In an attempt to bridge the polarized literature, Frassetto et al (2018) suggests that bone mineral reserves alone are insufficient to maintain pH homeostasis and that the effect of the acidogenic diet as a risk factor for osteoporosis is rather relatively small compared to other established risk factors like age, gender, weight, diet and smoking. It has also been suggested that endogenous acid production can be altered according to need as a means to support blood pH homeostasis.⁴⁸ Frassetto et al (2018) in their review conclude that for the majority of persons with normal kidney function and acid excretory capacity, a Westernized type diet would not significantly contribute to decline in bone mineral density. However, in certain exceptions, alkalinization therapy may be of benefit. These include older persons who have been shown to have higher steady state acid levels,⁴⁹ those with compromised kidney function who typically have reduced acid excretory capacity^50,51 or those with both of these scenarios as kidney function typically declines with age.^52,53

In addition, another important and related pathophysiological process and independent contributing factor which could also be compounded by the Westernized diet which is typically low in antioxidants and fruit and vegetables should be considered. The review by Domazetovic et al⁵⁴ describes the negative influence of oxidative stress driven by reactive oxygen species (ROS) on bone remodeling and the homeostatic and remedial influence of antioxidants thereon. ROS have been shown to induce apoptosis of osteoblasts and osteocytes, promoting osteoclastogenesis, ultimately leading to decreased bone mineralization and osteogenesis.⁵⁴ Antioxidants, on the other hand, promote differentiation of osteoblasts, mineralization and reduce osteoclast action.⁵⁴ In osteoporosis, suboptimal antioxidant status and high levels of oxidative stress as a result of sex hormone deficiency is well described and linked with reduced production of endogenous antioxidant enzymes and glutathione.^54–58 Osteoporosis is also linked with reduced absorption of dietary antioxidants in chronic bowel disease.^54,59 A growing body of evidence further supports the positive influence of antioxidants on bone density and prevention of bone loss.^54,60–65

In terms of bone health, one disadvantage of fruit and vegetables is their phytate content, which can inhibit calcium absorption.⁶⁶ The phytate content is not as high as in grains/cereals, legumes and nuts,⁶⁶ but does need to be taken into consideration. Nevertheless, on the balance of effect, fruit and vegetables provide more benefit to bone health^67–69 than damage, through the pathways of antioxidants,^54,60–65 ROS,^54–58 and alkalinization.³⁰

Kidney Function and Prognosis in CKD

The kidneys play a major role in the maintenance of acid base homeostasis via three mechanisms, namely: excretion of acid (utilizing phosphate in the monohydrate format); neutralization of acid (through metabolism of glutamine); and, the excretion of anions (citrate, oxalate and urate). As kidney function fails (as evidenced by a reduction in estimated glomerular filtration rate [eGFR]), so do the compensatory mechanisms of acid excretion and neutralization.⁷⁰

A high dietary acid load and consequential demand for renal compensation increases production of endothelin-1, angiotensin II^71–73 and aldosterone. These factors are necessary for acid excretion,⁷⁴ but can injure the kidneys, leading to renal fibrosis and reduced GFR.² Ammonia, a by-product of acid neutralization in the kidneys, also increases in the proximal renal tubules as H⁺ load increases. Increased levels of this toxin lead to tubular toxicity and further renal injury,⁷⁵ which may ultimately lead to the onset of chronic kidney disease (CKD). Several publications explore the link between increased dietary acid load (DAL) and risk of or prognosis in CKD (Table 4).

Table 4.

Association Between NEAP, DAL and/or NAE and Kidney Function.

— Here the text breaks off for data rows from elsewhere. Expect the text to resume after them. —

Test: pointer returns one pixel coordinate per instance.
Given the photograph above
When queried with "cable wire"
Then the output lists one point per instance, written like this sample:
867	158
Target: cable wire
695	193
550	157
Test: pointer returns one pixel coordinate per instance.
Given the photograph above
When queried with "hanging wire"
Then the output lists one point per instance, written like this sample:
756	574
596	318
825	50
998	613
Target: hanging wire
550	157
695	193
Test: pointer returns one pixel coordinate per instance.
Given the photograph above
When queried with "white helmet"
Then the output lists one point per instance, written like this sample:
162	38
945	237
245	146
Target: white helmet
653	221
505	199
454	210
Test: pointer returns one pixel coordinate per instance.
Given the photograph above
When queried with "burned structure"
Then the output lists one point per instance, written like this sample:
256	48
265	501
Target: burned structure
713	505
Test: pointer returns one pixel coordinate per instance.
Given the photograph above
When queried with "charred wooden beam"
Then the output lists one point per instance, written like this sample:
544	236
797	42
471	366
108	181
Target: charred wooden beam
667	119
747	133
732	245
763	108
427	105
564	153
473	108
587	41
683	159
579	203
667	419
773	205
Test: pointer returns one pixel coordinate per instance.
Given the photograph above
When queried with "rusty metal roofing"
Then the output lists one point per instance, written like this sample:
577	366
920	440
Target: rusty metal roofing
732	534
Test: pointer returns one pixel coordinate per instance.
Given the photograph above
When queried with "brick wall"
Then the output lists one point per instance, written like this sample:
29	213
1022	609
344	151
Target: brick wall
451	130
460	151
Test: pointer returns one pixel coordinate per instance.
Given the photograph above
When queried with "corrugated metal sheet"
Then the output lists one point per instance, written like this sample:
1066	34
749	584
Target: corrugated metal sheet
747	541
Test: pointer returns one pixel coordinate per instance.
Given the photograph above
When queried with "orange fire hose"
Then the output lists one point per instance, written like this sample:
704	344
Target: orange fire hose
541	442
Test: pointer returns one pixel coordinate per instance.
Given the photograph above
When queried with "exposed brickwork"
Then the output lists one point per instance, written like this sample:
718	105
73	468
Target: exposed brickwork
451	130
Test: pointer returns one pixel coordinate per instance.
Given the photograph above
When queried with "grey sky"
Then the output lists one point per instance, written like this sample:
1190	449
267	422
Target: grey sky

	Association with kidney function
Serum bicarbonate levels	↑ Within normal range = better renal outcome and survival in CKD79 ↓ = Independent risk factor for CKD progression80
NEAP	↑ Independently associated with CKD progression81 ↑ Associated with faster decline in GFR18 ↓ May be effective kidney protective therapy81
DAL	↑ In patients with CKD is independently associated with ESRD82 ↑ PRAL associated with higher risk of incident CKD83 ↑ PRAL = risk of CKD 42% higher than with ↓PRAL diet84
NAE	↑ Associated with greater odds of albuminuria and higher risk of lower eGFR85

DAL = dietary acid load; GFR = glomerular filtration rate; ESRD = end stage renal disease (renal failure).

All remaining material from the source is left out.